Interesting news item:
VLCC Tanker Rates to Japan Fall About 50% From Last Summer
No collapse forecast as tanker rates fall near year lows
Reuters
Published: July 04, 2007, 00:00
Note that Mexico's cash flow from oil export sales is increasing faster (for now, in their "Phase One" Net Export Decline) than their oil exports are declining:
http://www.bloomberg.com/apps/news?pid=20601086&sid=asL_Fmzu80R4&refer=n...
Mexico's Peso Rises to Highest in Almost a Month on Oil Prices
By Valerie Rota
WT,
I wonder if maybe some of the VLCC rate drop isn't because there is a glut of tankers - not only from reduced deliveries - but also from excess new tankers.

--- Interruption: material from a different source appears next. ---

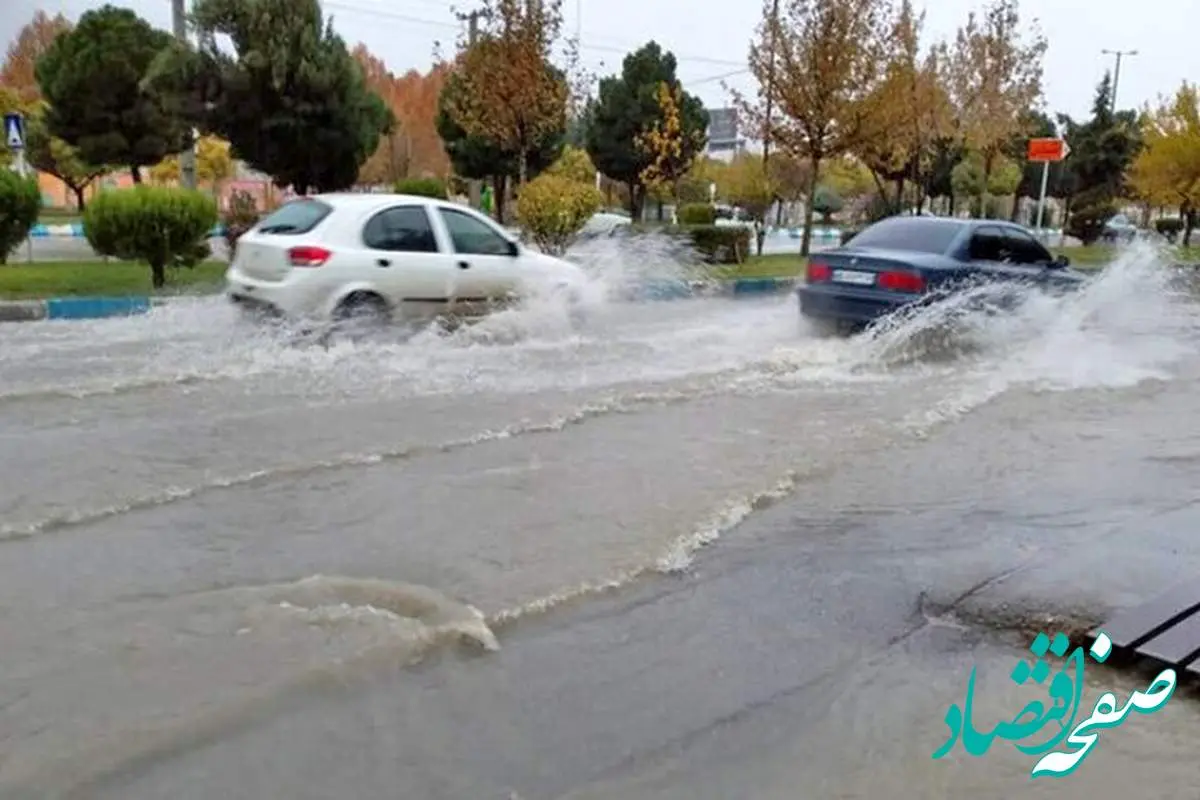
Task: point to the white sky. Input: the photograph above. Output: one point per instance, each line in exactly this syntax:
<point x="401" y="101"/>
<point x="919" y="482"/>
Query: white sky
<point x="711" y="40"/>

Many new tankers have been planned for years, based on growing demand and Yerginism. Some new tankers must have been delivered this year, but only to find that there is less deliveries of oil taking place even for last years fleet.
So the problem is amplified...hence the 50% rate drop.

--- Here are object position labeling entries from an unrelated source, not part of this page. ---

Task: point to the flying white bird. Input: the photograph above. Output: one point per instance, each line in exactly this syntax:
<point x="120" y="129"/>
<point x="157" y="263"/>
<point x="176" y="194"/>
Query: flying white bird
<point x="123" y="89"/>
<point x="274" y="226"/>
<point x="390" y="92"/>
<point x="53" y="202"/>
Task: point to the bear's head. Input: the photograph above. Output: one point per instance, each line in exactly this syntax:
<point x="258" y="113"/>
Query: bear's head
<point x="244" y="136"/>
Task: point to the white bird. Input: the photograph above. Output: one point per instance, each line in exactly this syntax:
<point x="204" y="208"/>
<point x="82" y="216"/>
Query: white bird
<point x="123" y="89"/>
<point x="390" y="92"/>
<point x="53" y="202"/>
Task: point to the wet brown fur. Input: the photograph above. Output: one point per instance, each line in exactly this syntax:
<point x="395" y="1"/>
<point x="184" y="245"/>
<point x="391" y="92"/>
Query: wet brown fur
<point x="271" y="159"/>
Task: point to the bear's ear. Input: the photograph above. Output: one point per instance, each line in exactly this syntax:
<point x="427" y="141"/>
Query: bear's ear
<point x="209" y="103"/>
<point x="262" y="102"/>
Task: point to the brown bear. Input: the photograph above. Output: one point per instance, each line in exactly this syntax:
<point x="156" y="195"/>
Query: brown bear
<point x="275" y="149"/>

Plausible. That means that 2008 may be interesting for shipbuilding as well...defaults on delivery, cancelled contracts...etc.
2008 really shaping up to be turning point in many ways.

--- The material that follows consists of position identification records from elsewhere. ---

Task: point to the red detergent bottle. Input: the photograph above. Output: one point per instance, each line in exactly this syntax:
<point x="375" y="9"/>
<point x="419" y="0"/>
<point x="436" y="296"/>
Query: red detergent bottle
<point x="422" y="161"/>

I've read a few times that we are in the middle of phasing out single hull tankers for all double hull not sure what the status is of this. But in the interim you would have a tanker glut.
But those would have been scheduled replacements, and then there is NEW capacity.
If they accelerate the replacement/retire of older fleet with NEW capacity, still leaves deliveries of tankers on the books that are not needed...so will still lead to a crunch in shipbuilding in the near future.